The U.S. State Department Tuesday again called on China to immediately release dissident figure Liu Xiaobo, a writer detained a year ago after joining others in signing a pro-democracy declaration.

The U.S. State Department Tuesday again called on China to immediately release dissident figure Liu Xiaobo, a writer detained a year ago after joining others in signing a pro-democracy declaration. In an address on human rights policy Monday, Secretary of State Hillary Clinton vowed to press human rights concerns with world powers like China and Russia despite other U.S. interests with them.

The State Department has raised the case of Liu Xiaobo for a second straight day despite a warning from China that it considers outside expressions of concern meddling in its internal affairs and judicial sovereignty.

Liu, a former university professor, has spent the last year in prison for co-authoring a pro-democracy petition known as Charter 08, which calls for major political reform in China including democratic change and respect for human rights.
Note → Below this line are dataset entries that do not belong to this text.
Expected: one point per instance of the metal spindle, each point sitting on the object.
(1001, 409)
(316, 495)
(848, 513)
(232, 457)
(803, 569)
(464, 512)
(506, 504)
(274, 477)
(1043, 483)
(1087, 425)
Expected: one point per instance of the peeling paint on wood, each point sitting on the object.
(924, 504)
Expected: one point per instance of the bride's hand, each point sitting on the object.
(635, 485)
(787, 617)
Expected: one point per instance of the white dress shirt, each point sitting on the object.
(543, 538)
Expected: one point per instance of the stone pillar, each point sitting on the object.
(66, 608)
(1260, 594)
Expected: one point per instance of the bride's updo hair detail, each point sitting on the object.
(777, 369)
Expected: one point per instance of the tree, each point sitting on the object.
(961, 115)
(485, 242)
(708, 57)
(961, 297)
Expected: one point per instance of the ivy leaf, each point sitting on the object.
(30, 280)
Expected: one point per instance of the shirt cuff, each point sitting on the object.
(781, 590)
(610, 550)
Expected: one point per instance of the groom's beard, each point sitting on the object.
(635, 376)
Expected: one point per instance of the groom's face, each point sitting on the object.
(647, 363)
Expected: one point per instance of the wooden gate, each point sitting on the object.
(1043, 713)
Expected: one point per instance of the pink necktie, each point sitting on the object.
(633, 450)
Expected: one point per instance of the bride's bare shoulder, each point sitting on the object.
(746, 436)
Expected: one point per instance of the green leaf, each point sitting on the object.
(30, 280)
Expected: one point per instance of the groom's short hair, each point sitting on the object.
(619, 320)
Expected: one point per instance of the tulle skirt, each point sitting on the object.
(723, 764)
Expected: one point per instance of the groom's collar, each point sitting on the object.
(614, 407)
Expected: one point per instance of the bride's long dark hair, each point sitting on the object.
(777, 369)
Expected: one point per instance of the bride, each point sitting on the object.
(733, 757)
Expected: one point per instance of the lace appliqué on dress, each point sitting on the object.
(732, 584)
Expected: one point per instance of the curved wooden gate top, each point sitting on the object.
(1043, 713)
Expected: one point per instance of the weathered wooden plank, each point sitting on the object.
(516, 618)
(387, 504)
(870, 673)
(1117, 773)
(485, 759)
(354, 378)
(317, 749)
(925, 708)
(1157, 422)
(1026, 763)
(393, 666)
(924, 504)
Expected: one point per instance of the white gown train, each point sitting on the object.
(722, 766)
In a statement volunteered to reporters at a press briefing, Assistant Secretary of State for Public Affairs P.J. Crowley noted that Liu was formally indicted on subversion charges on December 10 - International Human Rights Day - and that the United States is deeply concerned about the development.

"According to all publicly-available evidence, the basis of his prosecution is that he has signed and supported Charter '08, which calls for respect for human rights, universal human rights, and democratic reform," he said. "Mr. Liu has already spent a year in detention while authorities carried out an investigation of his case."
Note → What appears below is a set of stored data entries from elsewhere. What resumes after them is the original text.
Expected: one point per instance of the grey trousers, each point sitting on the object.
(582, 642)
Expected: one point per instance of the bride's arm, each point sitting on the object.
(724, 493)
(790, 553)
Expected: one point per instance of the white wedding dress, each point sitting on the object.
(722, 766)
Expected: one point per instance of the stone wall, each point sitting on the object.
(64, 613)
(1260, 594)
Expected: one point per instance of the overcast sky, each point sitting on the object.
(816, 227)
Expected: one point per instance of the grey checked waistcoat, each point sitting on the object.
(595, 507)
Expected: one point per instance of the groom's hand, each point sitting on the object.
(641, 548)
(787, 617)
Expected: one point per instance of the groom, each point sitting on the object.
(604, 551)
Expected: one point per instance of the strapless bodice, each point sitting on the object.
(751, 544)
"We call on the government of China to release him immediately and to respect the rights of all Chinese citizens to peacefully express their political views and desires for universally-recognized fundamental freedoms," he added.

Crowley said the comments on the Liu case are fully consistent with Obama administration human rights policy as outlined by Secretary Clinton in a Washington policy address Monday.

Clinton said the administration is pursuing an agile and pragmatic policy that will hold all nations accountable for meeting international human rights standards, the United States included.

She said in some cases public criticism of countries is the most effective way to influence rights case while with others like major powers Russia and China it might require tough negotiations behind closed doors.

On China, Clinton urged protection of minority rights in Tibet and the largely Muslim Xingjiang region and said the United States believes strongly that peaceful advocates for reform, like the Charter 08 signatories, should not be prosecuted.

Clinton came under criticism from U.S. human rights groups for comments just before a visit to China in February for suggesting that rights advocacy with China cannot interfere with global issues on the agenda such as the global economy and climate change.

But she was more assertive on rights issues at a high-level U.S. Chinese dialogue in July.

A spokeswoman for Amnesty International welcomed the Secretary's speech Monday but said closed-door U.S. contacts with China and Russia on human rights should be complemented by public pressure.

A Chinese Foreign Ministry spokeswoman said Tuesday U.S. and European Union criticism of China on the Liu Xiaobo case is unacceptable. She said the rights of Chinese citizens are guaranteed by the law and that outsiders have no right to interfere with Chinese judicial bodies.